I've been looking at "single-cycle" processors such as PicoRV32, and I've noticed that barring textbook examples of single cycle processors with magical fully combinational and separate instruction and data memories such as "Digital Design and Computer Architecture" by Harris & Harris, it doesn't seem possible to actually create a true single cycle processor.
Looking at the state machines of these processors, such as the PicoRV32 processors, I've been trying to wrapping my head behind how a more realistic processor would work.
My current understanding is assuming that all memory returns in one cycle, the absolute fastest a RISC CPU with a Von Neumann style memory (shared data and memory) would two cycles.
- Cycle 1: Fetch the current instruction from memory. Since it takes one cycle to get the instruction from memory, we can only wait during this cycle.
- Cycle 2: Decode, execute, and writeback.
Some instruction, such as loads would require three cycles.
- Cycle 1: Fetch the current instruction from memory.
- Cycle 2: Decode, and request data from memory
- Cycle 3: Execute/writeback to register file
Stores would also have to be three cycles.
Some instructions, such as loads would require three cycles.
- Cycle 1: Fetch the current instruction from memory.

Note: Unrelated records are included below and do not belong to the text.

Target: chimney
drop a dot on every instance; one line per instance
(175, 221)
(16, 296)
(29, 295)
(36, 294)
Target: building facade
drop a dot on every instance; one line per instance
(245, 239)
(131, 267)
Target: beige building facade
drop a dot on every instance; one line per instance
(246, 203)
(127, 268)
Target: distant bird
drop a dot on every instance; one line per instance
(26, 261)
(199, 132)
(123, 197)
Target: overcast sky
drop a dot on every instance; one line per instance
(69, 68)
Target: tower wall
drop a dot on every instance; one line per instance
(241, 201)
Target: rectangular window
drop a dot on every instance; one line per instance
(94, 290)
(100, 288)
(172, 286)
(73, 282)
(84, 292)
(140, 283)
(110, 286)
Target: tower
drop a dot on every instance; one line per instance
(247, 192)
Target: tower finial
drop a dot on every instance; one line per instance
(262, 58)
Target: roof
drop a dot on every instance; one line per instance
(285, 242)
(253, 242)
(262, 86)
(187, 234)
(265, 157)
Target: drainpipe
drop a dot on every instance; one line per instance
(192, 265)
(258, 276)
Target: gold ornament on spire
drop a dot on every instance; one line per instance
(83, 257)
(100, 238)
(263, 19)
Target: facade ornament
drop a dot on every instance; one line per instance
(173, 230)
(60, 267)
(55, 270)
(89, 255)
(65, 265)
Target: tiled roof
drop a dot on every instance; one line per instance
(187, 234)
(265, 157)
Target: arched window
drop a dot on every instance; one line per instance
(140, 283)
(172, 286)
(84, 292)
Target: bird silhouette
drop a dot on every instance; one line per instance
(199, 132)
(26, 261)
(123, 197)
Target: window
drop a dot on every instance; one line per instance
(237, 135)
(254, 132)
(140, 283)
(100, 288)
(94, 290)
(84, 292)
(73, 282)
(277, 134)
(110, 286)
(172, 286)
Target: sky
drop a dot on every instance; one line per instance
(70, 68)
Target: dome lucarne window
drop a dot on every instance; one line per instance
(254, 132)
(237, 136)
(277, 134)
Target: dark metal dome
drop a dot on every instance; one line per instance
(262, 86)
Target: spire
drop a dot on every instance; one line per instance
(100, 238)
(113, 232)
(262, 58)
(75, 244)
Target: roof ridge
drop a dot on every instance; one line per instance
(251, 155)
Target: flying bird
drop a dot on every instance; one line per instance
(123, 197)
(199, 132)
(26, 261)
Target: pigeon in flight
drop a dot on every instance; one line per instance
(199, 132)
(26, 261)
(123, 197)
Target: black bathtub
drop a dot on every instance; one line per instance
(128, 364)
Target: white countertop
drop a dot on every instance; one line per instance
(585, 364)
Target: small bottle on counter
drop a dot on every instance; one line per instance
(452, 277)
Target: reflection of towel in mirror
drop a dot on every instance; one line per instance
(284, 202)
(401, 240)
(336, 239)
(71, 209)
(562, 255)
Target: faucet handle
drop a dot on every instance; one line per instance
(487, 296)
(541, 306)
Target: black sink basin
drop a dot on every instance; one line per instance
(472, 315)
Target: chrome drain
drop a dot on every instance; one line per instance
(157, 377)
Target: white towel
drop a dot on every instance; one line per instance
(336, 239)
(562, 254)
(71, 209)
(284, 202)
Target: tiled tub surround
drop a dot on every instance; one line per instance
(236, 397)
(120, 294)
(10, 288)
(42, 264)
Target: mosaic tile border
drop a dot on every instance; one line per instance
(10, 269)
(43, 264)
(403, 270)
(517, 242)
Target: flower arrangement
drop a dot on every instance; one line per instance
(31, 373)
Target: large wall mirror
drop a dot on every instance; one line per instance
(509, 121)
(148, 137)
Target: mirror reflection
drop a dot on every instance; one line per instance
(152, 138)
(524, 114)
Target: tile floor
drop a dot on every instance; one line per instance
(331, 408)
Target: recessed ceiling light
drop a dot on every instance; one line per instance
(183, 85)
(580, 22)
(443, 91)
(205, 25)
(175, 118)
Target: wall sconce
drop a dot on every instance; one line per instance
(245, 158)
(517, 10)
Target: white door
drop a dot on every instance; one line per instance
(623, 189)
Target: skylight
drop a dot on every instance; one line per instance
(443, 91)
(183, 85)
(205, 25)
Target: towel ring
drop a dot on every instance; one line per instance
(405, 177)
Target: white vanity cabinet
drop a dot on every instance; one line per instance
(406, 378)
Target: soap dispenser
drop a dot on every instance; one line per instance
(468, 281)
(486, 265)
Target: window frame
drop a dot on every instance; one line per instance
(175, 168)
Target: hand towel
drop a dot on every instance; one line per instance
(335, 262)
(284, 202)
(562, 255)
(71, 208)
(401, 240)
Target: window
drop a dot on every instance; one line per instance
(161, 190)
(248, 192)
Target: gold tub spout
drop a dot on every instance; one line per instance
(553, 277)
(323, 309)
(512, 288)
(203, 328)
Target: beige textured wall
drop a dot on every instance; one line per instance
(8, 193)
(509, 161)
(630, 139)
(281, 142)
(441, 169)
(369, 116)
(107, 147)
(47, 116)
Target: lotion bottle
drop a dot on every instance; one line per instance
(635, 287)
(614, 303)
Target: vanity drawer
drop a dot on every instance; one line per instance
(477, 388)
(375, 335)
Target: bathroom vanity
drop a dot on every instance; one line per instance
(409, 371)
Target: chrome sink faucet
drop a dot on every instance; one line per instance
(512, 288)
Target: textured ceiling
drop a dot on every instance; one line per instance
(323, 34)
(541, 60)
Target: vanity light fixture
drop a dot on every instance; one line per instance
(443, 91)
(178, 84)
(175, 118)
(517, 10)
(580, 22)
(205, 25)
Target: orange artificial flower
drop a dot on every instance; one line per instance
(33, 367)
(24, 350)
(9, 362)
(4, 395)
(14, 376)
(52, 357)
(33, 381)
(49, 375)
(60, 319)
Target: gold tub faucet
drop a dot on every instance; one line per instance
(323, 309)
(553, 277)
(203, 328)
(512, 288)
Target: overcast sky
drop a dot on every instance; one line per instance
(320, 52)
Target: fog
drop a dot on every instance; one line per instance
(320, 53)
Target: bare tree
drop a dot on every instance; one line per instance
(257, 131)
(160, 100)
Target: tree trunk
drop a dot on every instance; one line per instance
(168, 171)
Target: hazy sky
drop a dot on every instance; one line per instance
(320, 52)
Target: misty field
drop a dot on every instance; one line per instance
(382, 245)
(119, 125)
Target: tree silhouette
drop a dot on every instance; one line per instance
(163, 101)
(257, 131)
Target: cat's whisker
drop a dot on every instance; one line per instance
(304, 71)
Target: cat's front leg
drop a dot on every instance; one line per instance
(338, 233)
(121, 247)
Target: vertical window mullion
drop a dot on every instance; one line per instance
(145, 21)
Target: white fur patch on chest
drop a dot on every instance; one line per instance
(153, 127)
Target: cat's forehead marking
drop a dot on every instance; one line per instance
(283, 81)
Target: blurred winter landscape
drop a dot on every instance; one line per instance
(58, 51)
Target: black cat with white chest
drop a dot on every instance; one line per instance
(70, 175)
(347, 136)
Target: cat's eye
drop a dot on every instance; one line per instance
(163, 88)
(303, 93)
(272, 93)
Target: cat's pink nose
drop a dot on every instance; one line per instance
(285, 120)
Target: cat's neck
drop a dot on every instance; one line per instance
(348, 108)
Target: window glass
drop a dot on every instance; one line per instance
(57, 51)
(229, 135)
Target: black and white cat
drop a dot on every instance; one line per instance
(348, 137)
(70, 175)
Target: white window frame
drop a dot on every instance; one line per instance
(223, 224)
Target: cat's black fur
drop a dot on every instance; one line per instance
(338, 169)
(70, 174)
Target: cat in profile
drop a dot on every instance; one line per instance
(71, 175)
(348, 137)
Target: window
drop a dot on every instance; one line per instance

- Cycle 2: Decode/execute and pull the data from the register file
- Cycle 3: Write data to the memory
I'm not entirely sure whether my understanding is correct or not. The state machine for the PicoRV32 processor seems to require four cycles minimum (fetch-decode-read from register file-execute/store/load/shift) and probably a more straightforwards state machine but I was wondering if my methodology is possible.